Sur la base d’un désordre spirituel, entre incarnation d’un mal absolu (Lucy Buttler, l’homme au Polaroïd) et source diffuse hantant des corps (les autres meurtriers) James Wong et Glen Morgan vont entreprendre une démarche plus franche et théologique. Et donner à la série une structure évanescente et sans prise, où des épisodes complexes agissent comme l’illustration d’un concept, sans forcément raconter d’histoires (02×02 : Beware the dog). La lutte du bien contre le mal prend des atours religieux, les auteurs creusent la mythologie catholique et offrent au groupe Millennium un visage plus obscur aux intentions mystérieuses. L’aspect fantastique de la série est parfaitement assumée (Laura Means et ses visions), quand dans la première saison, le don de Frank Black restait discret.

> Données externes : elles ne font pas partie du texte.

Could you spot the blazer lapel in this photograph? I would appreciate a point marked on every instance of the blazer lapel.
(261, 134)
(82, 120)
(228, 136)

L’évolution de cette seconde saison laissa beaucoup de monde perplexe. Jugé trop complexe, obscur, rompant avec l’aspect thriller des débuts, elle n’accueillit guère d’enthousiasme. Par certains aspects (et sa trajectoire tragique), elle rappelle Carnivale avec six ans d’avance. Récit exigeant, épisode miroir dont la finalité n’apparaît que plus tard dans la saison, concept religieux prédominant, lutte ancestrale du bien contre le mal. Wong et Morgan ont peut-être posé la barre trop haute. Ils sont pourtant parvenus à créer une saison à la cohérence redoutable et qui se termine par un climax époustouflant, dont la puissance n’a rarement été retrouvée à l’écran et figure parmi les séquences traumatiques les plus intenses.

En reprenant la série en main, Chris Carter déconstruit tout le travail des deux scénaristes-producteurs. Remis à un niveau plus terre à terre, le nouveau Millennium revient donc sur des bases politiques. Et fait de Frank Black un nouveau Mulder-seul-contre-tous, auquel il adjoint une partenaire (Emma Hollis). La saison souffre de cette nouvelle orientation. En coupant court à son passé immédiat l’objet Millennium est devenu trop mouvant et immatériel pour fidéliser son audience. Le public s’étiole et la Fox met un terme à l’aventure, empêchant la série d’une quatrième saison qui s’annonçait comme la dernière. Dans ses derniers épisodes, Carter met en scène un nouvel arc narratif prometteur qui restera, malheureusement, sans suite. Et ce n’est pas la pseudo-conclusion bâclée et honteuse, insérée dans une saison d’X-Files qui offrira une fin digne de ce nom.

Quand il a commencé à écrire le personnage de Frank Black, Chris Carter n’avait qu’un seul nom en tête : Lance Henriksen (Aliens, Scream 3, Powder). Après quelque négociation et lecture de script, l’homme accepte enfin. Rôle sur mesure, qui permet à l’acteur d’exploiter son talent, lui a plutôt œuvré dans d’obscures séries B guère recommandables. Lance Henriksen incarne un Frank Black convaincant, dont le visage marqué, accuse les coups d’enquêtes trop sombres et d’obsessions sanglantes et fanatiques. Sa silhouette informe dans un manteau verdâtre semble porter le poids du monde sur ses épaules. La réussite du show tient beaucoup à l’interprétation de l’acteur.

Millennium a d’abord marqué par son ambiance sombre et désespérée, qui lui attira les foudres d’associations familiale et catholiques aux Etats-Unis. Son climat anxiogène et sa violence suggérée entraîneront son lot d’incompréhensions (on criera à l’apologie de la violence, par exemple). La série a su développé un ton sans commune mesure, souligné par la musique tout en mélancolie de Mark Snow (également à l’œuvre sur X-Files). Et restera unique et originale, encore aujourd’hui.